Situé au cœur de la Balagne, le petit village de Cateri est un véritable belvédère sur la vallée de l'Aregno. Son histoire est celle d'un village typiquement corse, ancré dans ses traditions religieuses et son patrimoine architectural.
Les sites archéologiques de Modria et Carcu prouvent que le village est occupé par l’homme depuis la Préhistoire.
Le village s'est construit autour de sa position stratégique. Comme beaucoup de communes de Balagne, Cateri s'est développé à une altitude modérée (environ 390 mètres) pour se protéger des incursions barbaresques tout en restant proche des terres fertiles de la plaine.
L'histoire de Cateri est indissociable de celle du Couvent de Marcasso. Fondé au XVIIe siècle, c’est un haut lieu de l'histoire locale. Il a servi de centre religieux et social pour toute la microrégion et pendant les périodes de tensions politiques en Corse, ce fut un lieu de réunion pour les notables et les révolutionnaires.
Historiquement, Cateri a prospéré grâce à l'oléiculture. La Balagne était surnommée "le jardin de la Corse", et Cateri ne faisait pas exception. Le paysage autour du village est encore marqué par des oliviers séculaires, qui constituaient la base de l'économie locale jusqu'au début du XXe siècle.

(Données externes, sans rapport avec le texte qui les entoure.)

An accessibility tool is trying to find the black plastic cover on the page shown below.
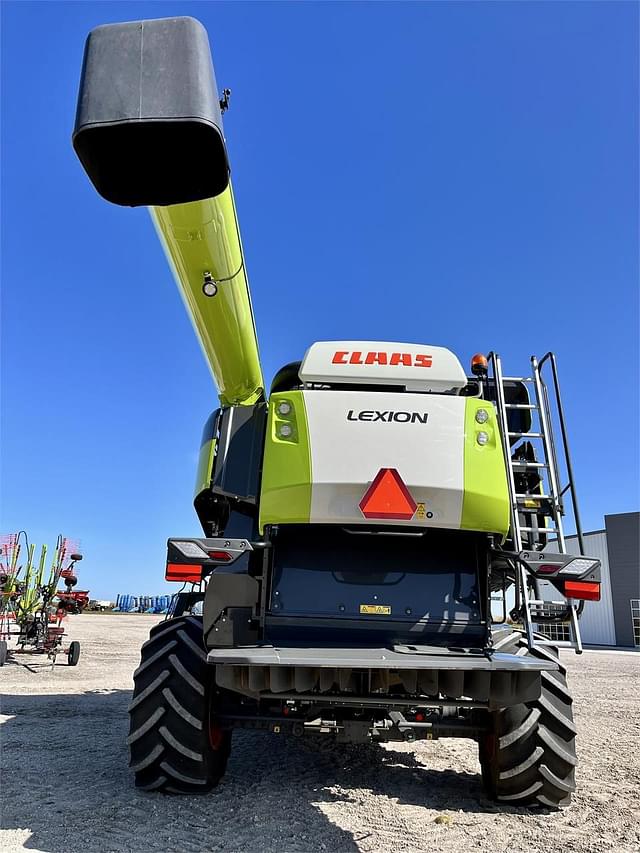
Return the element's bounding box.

Le nom "Cateri" viendrait du mot corse signifiant "barrières" ou "grilles" (i cateri). On raconte que l'accès au village pouvait être fermé, renforçant cette image de bastion protecteur au-dessus de la plaine.
Cateri préserve ce charme authentique avec ses maisons en pierre de granit et ses ruelles étroites, restant l'un des villages les plus pittoresques de la "Route des Sens Artisans" en Balagne. La commune surplombe la plaine d’Aregno. Ses ruelles pavées typiques de la Balagne sont un havre de paix pour les touristes en été. Le village est de préférence à visiter en marchant. Le charme de ses ruelles étroites, de ses maisons en moellons de granit et de ses passages voutés le méritent.